Growers and agricultural activists were out in full force last week to support legislation that aims to bolster the county’s floundering farmland preservation program.
Designed as a mechanism to keep land in agricultural production, the Purchase of Development Rights, or PDR, program was established in 1974 and has since been replicated across the United States. The innovative legal framework allowed growers to sell their development rights to a municipality, diminishing their tax burden in exchange for giving up the ability to ever build houses on the land.
In Suffolk County, 20,000 acres of farmland have been preserved since the 1970s, thanks in large part to the PDR program.
However, the program was called into question this fall when a court ruling ified recent amendments, preventing growers from constructing barns, greenhouses, fencing and even irrigation on preserved county land. The ruling was in response to a lawsuit brought against the county and farm advocacy agencies by the Pine Barrens Society.
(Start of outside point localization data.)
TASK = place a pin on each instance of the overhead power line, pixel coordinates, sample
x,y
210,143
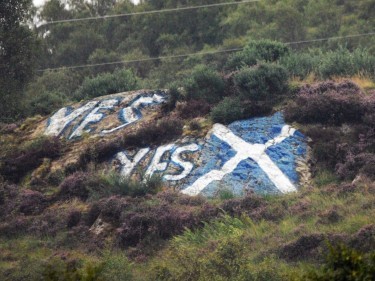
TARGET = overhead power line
x,y
152,12
201,53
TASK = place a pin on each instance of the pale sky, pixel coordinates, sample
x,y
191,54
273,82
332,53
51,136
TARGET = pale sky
x,y
39,3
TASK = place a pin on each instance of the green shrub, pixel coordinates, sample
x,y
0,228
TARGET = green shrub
x,y
227,111
205,83
300,64
45,103
267,50
120,80
342,62
344,264
115,184
262,83
262,50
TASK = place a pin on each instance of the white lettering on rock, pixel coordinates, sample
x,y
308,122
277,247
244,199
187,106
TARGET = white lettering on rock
x,y
156,165
93,117
61,119
187,166
127,166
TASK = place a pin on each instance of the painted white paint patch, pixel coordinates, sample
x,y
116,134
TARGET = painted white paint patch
x,y
61,118
187,166
93,117
127,166
156,165
245,150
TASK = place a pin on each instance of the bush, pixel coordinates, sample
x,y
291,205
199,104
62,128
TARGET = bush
x,y
262,50
45,103
344,264
155,132
32,202
120,80
76,185
115,184
193,108
205,83
300,64
262,83
342,62
228,110
174,96
30,156
327,103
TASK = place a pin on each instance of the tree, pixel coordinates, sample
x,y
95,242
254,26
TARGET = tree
x,y
17,52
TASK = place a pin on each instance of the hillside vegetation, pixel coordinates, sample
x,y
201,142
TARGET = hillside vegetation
x,y
84,222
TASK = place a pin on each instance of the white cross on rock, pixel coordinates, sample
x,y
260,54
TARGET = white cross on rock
x,y
246,150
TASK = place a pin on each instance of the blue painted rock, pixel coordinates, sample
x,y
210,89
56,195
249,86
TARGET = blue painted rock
x,y
263,154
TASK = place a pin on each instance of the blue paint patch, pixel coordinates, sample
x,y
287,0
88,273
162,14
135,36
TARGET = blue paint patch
x,y
248,175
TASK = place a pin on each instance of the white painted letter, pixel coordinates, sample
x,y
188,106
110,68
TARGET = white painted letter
x,y
93,117
155,164
61,118
128,166
187,166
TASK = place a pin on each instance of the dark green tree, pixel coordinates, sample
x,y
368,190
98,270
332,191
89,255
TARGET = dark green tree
x,y
17,55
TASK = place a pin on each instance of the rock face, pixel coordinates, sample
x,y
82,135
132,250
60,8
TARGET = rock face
x,y
260,154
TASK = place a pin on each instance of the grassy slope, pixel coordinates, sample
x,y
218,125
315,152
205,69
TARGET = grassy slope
x,y
282,239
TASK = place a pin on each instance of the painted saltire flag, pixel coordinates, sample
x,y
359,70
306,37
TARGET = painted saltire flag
x,y
258,154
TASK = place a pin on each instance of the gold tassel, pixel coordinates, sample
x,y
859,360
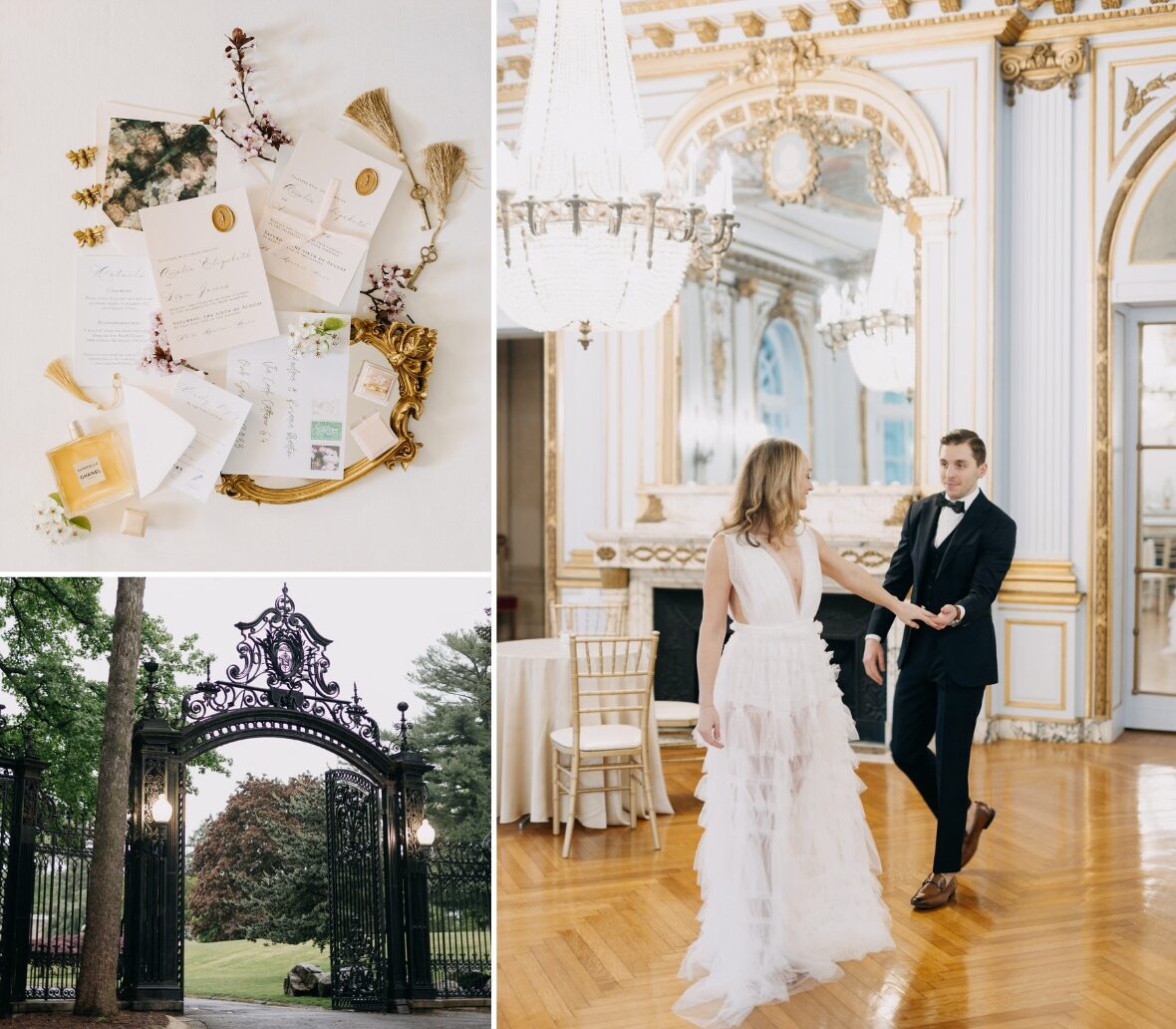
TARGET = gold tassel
x,y
90,195
91,236
57,372
371,111
83,158
444,165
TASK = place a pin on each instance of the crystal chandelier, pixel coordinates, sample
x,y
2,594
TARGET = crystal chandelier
x,y
589,231
875,321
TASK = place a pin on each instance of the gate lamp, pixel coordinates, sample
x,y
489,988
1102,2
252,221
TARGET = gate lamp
x,y
161,810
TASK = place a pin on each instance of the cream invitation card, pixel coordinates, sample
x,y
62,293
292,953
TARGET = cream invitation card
x,y
208,273
216,417
322,213
299,400
115,301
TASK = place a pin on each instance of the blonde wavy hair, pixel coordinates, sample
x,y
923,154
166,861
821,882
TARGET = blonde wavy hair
x,y
768,492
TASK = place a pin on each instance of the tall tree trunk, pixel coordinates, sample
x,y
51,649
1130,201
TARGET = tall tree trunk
x,y
97,976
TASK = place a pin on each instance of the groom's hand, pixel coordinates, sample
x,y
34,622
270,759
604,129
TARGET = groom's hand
x,y
874,660
946,616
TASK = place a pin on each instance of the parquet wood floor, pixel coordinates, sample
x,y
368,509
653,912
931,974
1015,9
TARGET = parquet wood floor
x,y
1065,917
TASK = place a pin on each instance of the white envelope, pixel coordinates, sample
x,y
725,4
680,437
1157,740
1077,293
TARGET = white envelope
x,y
157,438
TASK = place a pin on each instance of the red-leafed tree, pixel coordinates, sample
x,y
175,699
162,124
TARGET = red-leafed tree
x,y
259,868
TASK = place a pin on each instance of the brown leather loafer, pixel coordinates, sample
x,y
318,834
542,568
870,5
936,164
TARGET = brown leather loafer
x,y
985,815
935,891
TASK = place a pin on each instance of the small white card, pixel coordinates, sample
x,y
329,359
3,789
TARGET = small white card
x,y
217,417
298,387
157,438
312,240
208,273
115,301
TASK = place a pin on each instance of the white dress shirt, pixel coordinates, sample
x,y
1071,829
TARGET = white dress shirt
x,y
943,528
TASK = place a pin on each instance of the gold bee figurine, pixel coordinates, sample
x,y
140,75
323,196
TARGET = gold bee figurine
x,y
83,158
90,236
89,196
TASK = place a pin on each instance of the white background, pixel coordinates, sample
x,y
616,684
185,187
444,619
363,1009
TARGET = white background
x,y
58,60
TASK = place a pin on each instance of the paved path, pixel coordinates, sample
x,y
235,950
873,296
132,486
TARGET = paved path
x,y
201,1014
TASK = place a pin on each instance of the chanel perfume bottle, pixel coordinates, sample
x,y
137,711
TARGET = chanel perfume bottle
x,y
91,471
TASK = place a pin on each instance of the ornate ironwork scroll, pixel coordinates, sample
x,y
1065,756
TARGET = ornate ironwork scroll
x,y
283,667
458,901
358,882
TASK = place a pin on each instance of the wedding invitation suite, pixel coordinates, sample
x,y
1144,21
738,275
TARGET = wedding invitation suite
x,y
299,400
115,300
216,417
208,273
321,215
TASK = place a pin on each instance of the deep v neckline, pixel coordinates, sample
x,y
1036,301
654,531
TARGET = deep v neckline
x,y
795,593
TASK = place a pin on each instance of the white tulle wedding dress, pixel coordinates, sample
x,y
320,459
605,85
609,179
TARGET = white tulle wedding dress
x,y
787,864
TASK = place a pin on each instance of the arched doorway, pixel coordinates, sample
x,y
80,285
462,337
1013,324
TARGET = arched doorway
x,y
1132,537
280,688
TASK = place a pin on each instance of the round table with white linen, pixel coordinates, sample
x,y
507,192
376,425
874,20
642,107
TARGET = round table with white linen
x,y
533,696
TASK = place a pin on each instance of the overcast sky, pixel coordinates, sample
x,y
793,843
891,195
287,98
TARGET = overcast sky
x,y
377,627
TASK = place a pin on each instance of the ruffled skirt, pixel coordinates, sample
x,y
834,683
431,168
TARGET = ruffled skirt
x,y
787,864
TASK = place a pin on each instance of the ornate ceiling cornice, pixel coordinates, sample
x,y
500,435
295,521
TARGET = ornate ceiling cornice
x,y
672,41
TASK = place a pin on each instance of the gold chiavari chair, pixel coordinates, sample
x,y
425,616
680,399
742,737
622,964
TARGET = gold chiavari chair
x,y
589,618
609,675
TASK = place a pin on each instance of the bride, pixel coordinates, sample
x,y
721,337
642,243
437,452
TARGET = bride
x,y
787,864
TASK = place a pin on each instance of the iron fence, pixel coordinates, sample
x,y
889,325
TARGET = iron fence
x,y
458,918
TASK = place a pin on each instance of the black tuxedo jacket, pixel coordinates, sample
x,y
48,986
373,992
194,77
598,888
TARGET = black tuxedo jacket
x,y
975,558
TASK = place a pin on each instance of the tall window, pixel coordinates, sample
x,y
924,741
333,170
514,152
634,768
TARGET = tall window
x,y
1155,575
782,385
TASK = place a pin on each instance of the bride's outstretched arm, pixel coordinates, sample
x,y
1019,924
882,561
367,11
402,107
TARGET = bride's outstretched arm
x,y
717,589
857,580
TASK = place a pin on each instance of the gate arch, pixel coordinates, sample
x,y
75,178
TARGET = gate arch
x,y
280,688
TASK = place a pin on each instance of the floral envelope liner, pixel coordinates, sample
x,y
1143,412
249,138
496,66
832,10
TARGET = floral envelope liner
x,y
154,163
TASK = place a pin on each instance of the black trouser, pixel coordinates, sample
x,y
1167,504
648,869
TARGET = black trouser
x,y
927,705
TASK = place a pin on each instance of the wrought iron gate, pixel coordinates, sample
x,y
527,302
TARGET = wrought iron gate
x,y
458,917
358,892
45,857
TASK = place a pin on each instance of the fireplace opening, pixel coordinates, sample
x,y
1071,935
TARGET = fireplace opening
x,y
678,614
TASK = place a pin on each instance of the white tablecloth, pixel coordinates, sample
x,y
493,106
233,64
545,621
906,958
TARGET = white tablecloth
x,y
533,696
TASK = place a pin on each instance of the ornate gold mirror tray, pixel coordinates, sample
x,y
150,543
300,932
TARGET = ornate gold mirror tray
x,y
410,349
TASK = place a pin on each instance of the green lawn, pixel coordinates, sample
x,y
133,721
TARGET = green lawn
x,y
245,970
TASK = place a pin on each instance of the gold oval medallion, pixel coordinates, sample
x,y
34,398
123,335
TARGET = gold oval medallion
x,y
366,181
223,217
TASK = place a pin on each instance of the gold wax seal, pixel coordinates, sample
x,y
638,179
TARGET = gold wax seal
x,y
366,181
222,217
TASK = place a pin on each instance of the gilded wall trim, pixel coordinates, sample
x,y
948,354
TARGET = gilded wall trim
x,y
1101,656
1042,66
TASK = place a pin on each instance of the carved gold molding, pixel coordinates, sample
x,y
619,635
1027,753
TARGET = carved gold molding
x,y
847,11
1138,98
799,19
705,30
751,24
665,554
410,349
1042,66
661,35
1040,583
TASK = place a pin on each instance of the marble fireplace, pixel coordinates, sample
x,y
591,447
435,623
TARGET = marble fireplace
x,y
659,562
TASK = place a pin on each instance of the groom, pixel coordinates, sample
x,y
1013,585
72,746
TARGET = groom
x,y
955,550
Since the October ruling, Suffolk has not issued building permits for any type of structure on preserved county land. With 10,636 acres in the county’s preservation program, the ruling has affected dozens of farmers, according to estimates by the Peconic Land Trust.
“You are talking about people not having the ability to do row cropping. What are they going to do?” asked Lee Foster, a Sagaponack farmer who serves on the county’s farmland committee. “If they can’t protect their crop or water it, they aren’t going to plant it. That is a terrible.”
Many fear that if the uncertainty continues much longer, growers will be reticent to protect their land. Without the ability to build agricultural structures, the value of preserved land is called into question. According to the Long Island Farm Bureau, a few deals have already fallen through, as farmers are now unable to value and use their preserved land as collateral.
“There is fallout that is impacting the end user and the farmer,” said Melanie Cirillo, the director of conservation planning at the Peconic Land Trust, sharing a story about a North Fork grower who was denied a grant for deer fencing, when it was discovered part of the fence would be on preserved county land. “These agricultural structures are integral to having a successful farmer.”
It could take years for an appeal to go through. In the meantime, farmers’ hands are tied and the growing season is fast approaching.
Developed by Legislators Bridget Fleming and Al Krupski, the proposed law clarifies the definition of agriculture, thereby allowing the construction of essential farm structures.
The bill “outlines the basic reasonable, appropriate practices that any farmer needs to be able to undertake in order to have a farm operation that is successful,” said Ms. Fleming in a phone call after the public hearing.
If it is passed, growers could erect deer fencing, create irrigation pumps or build barns while the legal ramifications of the lawsuit are sorted out. Growers would still need to abide by local zoning ordinances and follow land coverage limitations. At the hearing, 17 agricultural advocates shared their support for the law.
The Long Island Pine Barrens Society, which brought the original suit against the county, alleges that the court ruling only applies to nonagricultural structures, like wine tasting rooms or cement greenhouses. Dick Amper, the executive director of the Pine Barrens Society, said lawmakers are having “pretend confusion” around the lawsuit’s ramifications, and that edifices like deer fencing or hoop houses are still allowed.
The original suit challenged 2010 and 2013 amendments that expanded the uses of PDR-protected farmland to include newer forms of agriculture, like corn mazes, solar farms or pumpkin picking. Although these modern uses are allowed under the state’s definition of agriculture, the suit claimed that the amendments should have been voted upon by the public in a referendum.
“The Pine Barrens Society isn’t trying to decide what farmers can and can’t do. We just want to make sure that referenda are sacrosanct,” said Mr. Amper in a phone call following the hearing. He is against the proposed law, as he said it runs into the same legal issues as the ified amendments.
“We will not have any successful preservation programs for land and water unless the public trusts what they voted for stays the law,” Mr. Amper said. “I feel bad that farmers were victimized. But they were victimized by their own lobby and the government.”
A referendum, which would cost taxpayers anywhere between $200,000 to $300,000 according to a legislator at the recent hearing, cannot happen until the fall, a delay that would destroy a farmer’s entire season.
“My hope in the long run is that this whole issue will be clarified so that owners of farmland who have not yet sold their development rights still have the incentive to do so,” said Sagaponack farmer James Pike at the hearing. “Every dollar spent on development rights by Suffolk County is a dollar not spent on a sewer system.”
This week, Assemblyman Fred Thiele and State Senator Kenneth LaValle also announced that they are working to draft state legislation that would clarify what agricultural use is permitted on protected land. Mr. Thiele said he hopes to propose and pass the legislation during the 2017 legislative session, saying, “there is an immediacy to this issue.”
“There were people who were in contract with the county to sell development rights,” said Mr. Pike, who owns and operates on protected land. “Now those projects are on hold.”